Ahora bien, cuando aludimos a la temporalidad de las pinturas de Santiago Polo no sólo nos estamos refiriendo a estas cuestiones. La especificidad temporal que aquí se nos revela responde a una peculiaridad derivada del propio soporte translúcido utilizado para la pintura. En este sentido, el vidrio sobre el que se van superponiendo las distintas capas pictóricas que integran las obras, permite una lectura secuencial de cada una de las caligrafías que configuran la escritura de estas piezas. En todas estas pinturas podemos, por ello, seguir el paso de su crecimiento y desarrollo, es decir, leer ―de manera casi arqueológica, sedimento por sedimento― la disposición temporal seguida en cada signo y en cada frase. Una disposición mediante la cual la pintura se define como escritura de un desarrollo temporal que entrelaza su propio tempo con el transcurrir en intensidad del nuestro.

Desde esta perspectiva, la pintura muestra el despliegue de sus superposiciones y el registro de su propia escritura.
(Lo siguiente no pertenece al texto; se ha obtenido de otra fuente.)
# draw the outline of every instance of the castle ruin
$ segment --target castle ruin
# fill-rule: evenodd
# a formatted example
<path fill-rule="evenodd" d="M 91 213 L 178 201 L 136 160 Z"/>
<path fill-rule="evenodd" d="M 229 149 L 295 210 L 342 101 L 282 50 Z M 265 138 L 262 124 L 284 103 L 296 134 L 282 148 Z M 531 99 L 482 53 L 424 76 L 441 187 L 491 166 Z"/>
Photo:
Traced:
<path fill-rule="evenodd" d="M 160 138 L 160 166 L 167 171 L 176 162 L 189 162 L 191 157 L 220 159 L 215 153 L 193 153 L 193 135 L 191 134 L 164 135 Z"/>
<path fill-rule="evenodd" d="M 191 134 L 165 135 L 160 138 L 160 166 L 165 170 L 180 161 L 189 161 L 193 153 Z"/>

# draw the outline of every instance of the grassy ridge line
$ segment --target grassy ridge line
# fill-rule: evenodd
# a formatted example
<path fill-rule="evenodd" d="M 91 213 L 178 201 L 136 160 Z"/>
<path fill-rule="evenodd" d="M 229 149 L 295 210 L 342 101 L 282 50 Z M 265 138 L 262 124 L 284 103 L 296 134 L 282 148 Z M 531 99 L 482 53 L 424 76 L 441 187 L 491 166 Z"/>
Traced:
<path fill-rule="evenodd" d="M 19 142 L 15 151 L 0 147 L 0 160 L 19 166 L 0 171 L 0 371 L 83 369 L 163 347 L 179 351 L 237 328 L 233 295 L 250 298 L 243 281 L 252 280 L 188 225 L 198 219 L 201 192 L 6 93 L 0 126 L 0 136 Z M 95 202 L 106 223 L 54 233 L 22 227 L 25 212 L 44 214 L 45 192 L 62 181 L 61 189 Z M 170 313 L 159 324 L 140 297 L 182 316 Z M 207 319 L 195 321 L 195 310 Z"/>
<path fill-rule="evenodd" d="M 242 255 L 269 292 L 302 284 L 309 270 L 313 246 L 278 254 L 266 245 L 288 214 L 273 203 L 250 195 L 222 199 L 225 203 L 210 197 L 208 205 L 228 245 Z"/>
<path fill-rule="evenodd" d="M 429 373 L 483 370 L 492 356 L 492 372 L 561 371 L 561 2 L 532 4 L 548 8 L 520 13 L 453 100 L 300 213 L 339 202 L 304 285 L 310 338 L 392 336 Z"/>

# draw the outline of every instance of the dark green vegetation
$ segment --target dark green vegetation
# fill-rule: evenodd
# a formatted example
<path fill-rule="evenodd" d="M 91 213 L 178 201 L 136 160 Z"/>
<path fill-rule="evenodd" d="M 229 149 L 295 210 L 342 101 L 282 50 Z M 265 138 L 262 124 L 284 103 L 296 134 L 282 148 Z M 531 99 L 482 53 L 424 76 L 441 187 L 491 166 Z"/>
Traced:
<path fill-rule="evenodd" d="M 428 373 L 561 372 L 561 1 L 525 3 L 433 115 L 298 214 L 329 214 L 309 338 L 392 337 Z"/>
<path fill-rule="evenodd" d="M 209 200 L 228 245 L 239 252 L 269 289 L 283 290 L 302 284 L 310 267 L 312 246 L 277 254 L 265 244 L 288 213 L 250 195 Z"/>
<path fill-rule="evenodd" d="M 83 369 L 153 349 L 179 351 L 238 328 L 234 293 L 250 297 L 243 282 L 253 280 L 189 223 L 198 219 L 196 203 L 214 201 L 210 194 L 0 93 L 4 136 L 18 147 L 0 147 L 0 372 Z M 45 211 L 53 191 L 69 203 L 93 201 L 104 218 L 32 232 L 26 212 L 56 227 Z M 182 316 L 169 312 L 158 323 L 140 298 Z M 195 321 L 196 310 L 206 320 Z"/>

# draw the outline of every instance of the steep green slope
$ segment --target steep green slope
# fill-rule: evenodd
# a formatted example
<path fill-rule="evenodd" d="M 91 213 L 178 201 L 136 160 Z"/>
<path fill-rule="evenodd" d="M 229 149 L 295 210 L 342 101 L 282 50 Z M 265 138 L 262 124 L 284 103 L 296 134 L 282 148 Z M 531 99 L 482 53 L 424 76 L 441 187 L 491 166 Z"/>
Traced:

De ahí que veamos en su resultado los diversos momentos que integran el proceso seguido. Un proceso que supone la constatación de un lenguaje cuyo texto surge simultáneamente como aportación sincrónica ―la pintura que observamos― y como presencia diacrónica ―la obra como documento de una trayectoria discursiva a la que accedemos―. Pintar, tal y como venimos repitiendo, conlleva un pensar que, en el presente caso, deja al descubierto sus requiebros y meandros. Con todo, habitar ese pensar supone hablar y escuchar desde un ámbito específico: el mismo que posibilita que el tiempo tropiece ―aunque sólo sea débil y fugazmente― con la intensidad.

David Pérez / Pintura, pensamiento, lenguaje. Valencia, 2009.
Texto en catálogo "Santiago Polo: Geografías del pensamiento". Exposición en Centro de Arte Caja de Burgos, mayo-septiembre de 2009.